The invention discloses a method for detecting the size of general and black luggage based on ToF point cloud data, which relates to the technical field of luggage size detection.A world coordinate system of related point cloud data acquired by a ToF camera is rotated along an X axis or a Y axis of the world coordinate system by related angles of the coordinate system, and the rotated new coordinate system is consistent with point cloud coordinate data of parameters when a camera projection plane is installed in parallel with the surface of a conveyor belt, so that the general luggage size detection method can be reapplied to recalculate the size data of the luggage; and in order to eliminate the interference of the pallet on the luggage size measurement, the luggage size detection is carried out after the appearance profile data of the pallet is removed.

Description

Method for detecting general and black luggage size based on ToF point cloud data
Technical Field
The invention relates to the technical field of baggage size detection, in particular to a method for detecting the size of common and black baggage based on ToF point cloud data.
Background
The 3D ToF depth camera adopts a method of optical Time-of-Flight (ToF) ranging: firstly, infrared light with a specific wavelength (850nm) is modulated and emitted by a camera, the infrared light is reflected to a ToF sensor of a depth camera when encountering an obstacle, each pixel of the ToF sensor captures the phase difference between the emitted infrared light and the received infrared light, and the phase difference is converted into the flight time of the light by an operation unit, so that the distance between the camera and a target object can be calculated. When an infrared reflection type sensor is used for testing a black object, due to the fact that reflection is small, the black luggage and the luggage with smooth surfaces are easy to interfere in detection of depth data related to a camera, accuracy of size detection of the luggage is further affected, and in order to guarantee detection accuracy of luggage with all colors, the ToF camera can conduct integration through adjustment of integration time HDR, high dynamic range measurement and long and short time exposure data. The short integration time is used for measuring a near area, the long integration time is used for measuring a far area, and the far and near measurement spaces are integrated, so that the distance measurement can be carried out on a near object and a far object, and the problem of black object detection interference is eliminated.

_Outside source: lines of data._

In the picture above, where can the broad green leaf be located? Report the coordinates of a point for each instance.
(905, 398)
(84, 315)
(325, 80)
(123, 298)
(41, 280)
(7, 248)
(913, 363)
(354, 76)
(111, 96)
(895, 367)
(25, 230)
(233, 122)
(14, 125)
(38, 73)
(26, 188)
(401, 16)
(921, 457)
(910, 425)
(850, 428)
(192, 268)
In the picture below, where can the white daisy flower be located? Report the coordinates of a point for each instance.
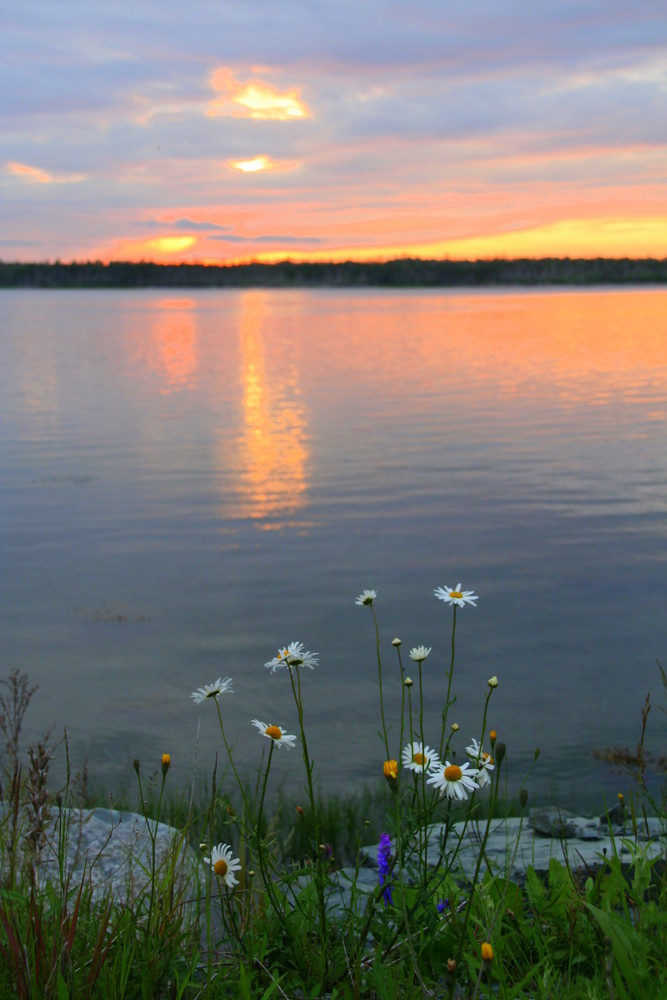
(293, 655)
(419, 653)
(456, 596)
(212, 690)
(275, 733)
(224, 865)
(482, 761)
(453, 781)
(417, 757)
(366, 597)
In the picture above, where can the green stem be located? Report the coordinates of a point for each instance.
(260, 846)
(319, 881)
(449, 685)
(379, 658)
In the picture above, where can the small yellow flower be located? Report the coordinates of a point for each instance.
(390, 770)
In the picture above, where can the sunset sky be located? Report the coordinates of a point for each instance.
(226, 130)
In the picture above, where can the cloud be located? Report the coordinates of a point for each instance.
(254, 99)
(261, 164)
(38, 176)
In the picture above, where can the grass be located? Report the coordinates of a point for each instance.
(424, 929)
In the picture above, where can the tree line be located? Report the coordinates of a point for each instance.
(399, 273)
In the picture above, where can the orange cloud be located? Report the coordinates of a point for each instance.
(156, 249)
(255, 99)
(599, 237)
(41, 176)
(261, 163)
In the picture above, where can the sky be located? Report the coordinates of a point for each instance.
(221, 131)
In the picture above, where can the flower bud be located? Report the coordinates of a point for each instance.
(390, 770)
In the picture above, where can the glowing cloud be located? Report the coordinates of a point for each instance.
(259, 164)
(37, 176)
(156, 248)
(255, 99)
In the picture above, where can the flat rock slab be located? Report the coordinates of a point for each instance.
(512, 846)
(114, 851)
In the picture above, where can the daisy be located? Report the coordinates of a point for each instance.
(276, 734)
(457, 596)
(453, 781)
(212, 690)
(366, 597)
(482, 761)
(224, 865)
(293, 655)
(417, 757)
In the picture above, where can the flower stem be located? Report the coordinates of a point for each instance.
(379, 658)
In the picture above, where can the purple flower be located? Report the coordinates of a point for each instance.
(384, 864)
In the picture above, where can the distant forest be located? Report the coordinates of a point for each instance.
(400, 273)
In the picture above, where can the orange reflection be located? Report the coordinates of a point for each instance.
(272, 443)
(171, 350)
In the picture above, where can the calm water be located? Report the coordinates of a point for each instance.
(190, 480)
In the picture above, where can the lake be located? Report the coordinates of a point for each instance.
(192, 479)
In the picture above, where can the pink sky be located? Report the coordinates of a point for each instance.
(367, 130)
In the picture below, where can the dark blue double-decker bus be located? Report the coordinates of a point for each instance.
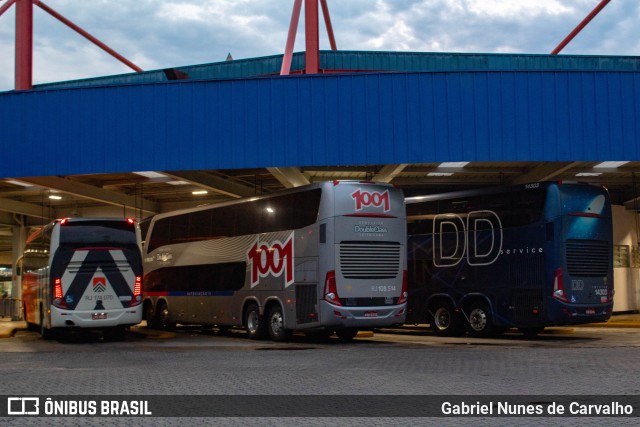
(526, 257)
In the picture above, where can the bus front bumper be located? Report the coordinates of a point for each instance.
(361, 317)
(95, 319)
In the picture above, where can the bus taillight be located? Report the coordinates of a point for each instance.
(57, 294)
(558, 286)
(405, 288)
(57, 289)
(137, 292)
(331, 290)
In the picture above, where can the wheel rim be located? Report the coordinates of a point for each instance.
(442, 318)
(252, 322)
(478, 319)
(276, 322)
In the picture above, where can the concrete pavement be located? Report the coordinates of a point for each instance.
(8, 327)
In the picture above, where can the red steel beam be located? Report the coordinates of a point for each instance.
(6, 6)
(86, 35)
(312, 56)
(580, 26)
(24, 45)
(285, 69)
(327, 21)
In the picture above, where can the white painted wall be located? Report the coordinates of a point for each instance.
(626, 281)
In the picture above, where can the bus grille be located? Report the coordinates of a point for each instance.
(589, 258)
(370, 260)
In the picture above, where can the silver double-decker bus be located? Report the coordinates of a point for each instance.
(323, 258)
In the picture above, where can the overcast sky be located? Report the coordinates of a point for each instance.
(156, 34)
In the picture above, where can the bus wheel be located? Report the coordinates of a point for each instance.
(163, 318)
(254, 323)
(277, 332)
(346, 334)
(531, 332)
(480, 323)
(444, 321)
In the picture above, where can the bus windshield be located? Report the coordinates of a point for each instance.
(75, 235)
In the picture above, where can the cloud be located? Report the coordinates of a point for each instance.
(165, 33)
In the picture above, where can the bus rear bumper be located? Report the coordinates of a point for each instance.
(362, 317)
(95, 319)
(582, 314)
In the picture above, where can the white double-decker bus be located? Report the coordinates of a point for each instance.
(83, 273)
(323, 258)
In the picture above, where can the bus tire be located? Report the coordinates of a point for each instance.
(254, 323)
(480, 322)
(346, 334)
(444, 321)
(275, 325)
(163, 317)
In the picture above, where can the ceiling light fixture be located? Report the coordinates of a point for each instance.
(151, 174)
(611, 164)
(453, 164)
(20, 183)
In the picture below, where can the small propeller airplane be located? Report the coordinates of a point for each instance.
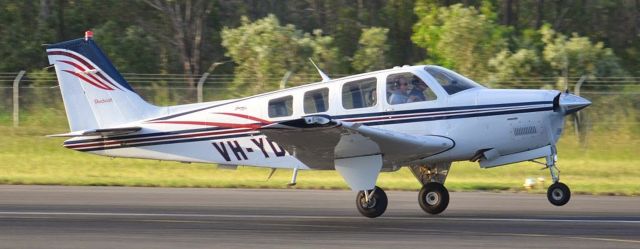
(420, 117)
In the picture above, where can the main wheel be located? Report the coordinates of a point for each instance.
(376, 205)
(433, 198)
(558, 194)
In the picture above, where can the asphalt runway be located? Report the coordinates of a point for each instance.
(122, 217)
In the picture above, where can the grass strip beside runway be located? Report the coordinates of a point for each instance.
(607, 166)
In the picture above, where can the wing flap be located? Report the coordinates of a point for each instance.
(318, 141)
(99, 132)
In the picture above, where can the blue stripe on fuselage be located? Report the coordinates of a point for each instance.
(475, 113)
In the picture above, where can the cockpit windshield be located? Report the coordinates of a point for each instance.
(451, 81)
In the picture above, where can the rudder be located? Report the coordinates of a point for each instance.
(95, 94)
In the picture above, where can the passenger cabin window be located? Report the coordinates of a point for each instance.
(450, 81)
(359, 94)
(281, 107)
(405, 88)
(316, 100)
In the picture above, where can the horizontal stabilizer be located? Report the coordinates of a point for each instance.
(99, 132)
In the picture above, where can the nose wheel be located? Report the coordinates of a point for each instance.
(558, 194)
(433, 198)
(372, 203)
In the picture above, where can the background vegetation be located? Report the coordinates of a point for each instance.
(164, 47)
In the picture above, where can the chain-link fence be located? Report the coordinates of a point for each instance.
(616, 101)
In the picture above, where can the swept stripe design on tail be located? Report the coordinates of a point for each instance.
(95, 94)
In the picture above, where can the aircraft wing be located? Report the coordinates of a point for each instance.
(99, 132)
(318, 141)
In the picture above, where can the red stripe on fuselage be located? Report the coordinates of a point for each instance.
(245, 116)
(112, 142)
(217, 124)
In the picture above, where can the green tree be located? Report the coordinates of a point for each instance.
(458, 37)
(129, 48)
(506, 66)
(264, 51)
(577, 55)
(372, 53)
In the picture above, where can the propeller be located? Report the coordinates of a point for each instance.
(573, 103)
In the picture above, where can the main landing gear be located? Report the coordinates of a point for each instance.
(433, 197)
(372, 203)
(558, 193)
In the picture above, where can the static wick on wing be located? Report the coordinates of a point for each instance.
(324, 76)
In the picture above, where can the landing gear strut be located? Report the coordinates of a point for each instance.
(433, 197)
(372, 203)
(558, 193)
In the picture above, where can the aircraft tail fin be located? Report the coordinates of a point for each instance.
(95, 94)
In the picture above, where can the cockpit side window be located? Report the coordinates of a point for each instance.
(359, 94)
(316, 100)
(281, 107)
(450, 81)
(407, 88)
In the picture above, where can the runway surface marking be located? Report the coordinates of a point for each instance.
(316, 217)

After the ToF camera is ensured to acquire high-quality point cloud data, the relevant size of the baggage can be detected and calculated, the detection of the baggage is to automatically start a conveyor belt to advance by self-service equipment after the passenger consigns the baggage to the surface of the conveyor belt, and the baggage is conveyed to a certain specific area of the conveyor belt for detection, and the common method for detecting the size of the baggage is discussed as follows:
step A, firstly, confirming the relevant installation height value of the camera, and enabling the emitting surface of the ToF camera to be in parallel relation with the surface of the conveyor belt, as shown in figure 1;
step B, due to the influence of relevant equipment parameters of the lens view angle of the ToF camera, detected data of the ToF camera can exceed the detection area range of actual luggage after the ToF camera is installed at a fixed position, and the relevant data of the detection range needs to be filtered in advance, so that the influence of the existence of fixed installation equipment of existing self-service equipment exceeding the detection range on the detection of the actual size of the luggage is avoided, and the size of the maximum luggage operated in an airport is as follows: (length: 900mm, width 400mm, height: 600mm), thus confirming the detection range of the baggage point cloud data as shown in FIG. 2;
step C, projecting the filtered point cloud data to an XY plane, and detecting and calculating the length and width dimensions of the luggage according to the boundaries of the boundary graphs of the relevant luggage projected on the XY plane, as shown in FIG. 3;
and step D, projecting the filtered point cloud data to an XZ plane in the same way, and detecting and calculating the height value of the luggage according to the boundary of the related luggage boundary graph projected on the XZ plane, as shown in fig. 4.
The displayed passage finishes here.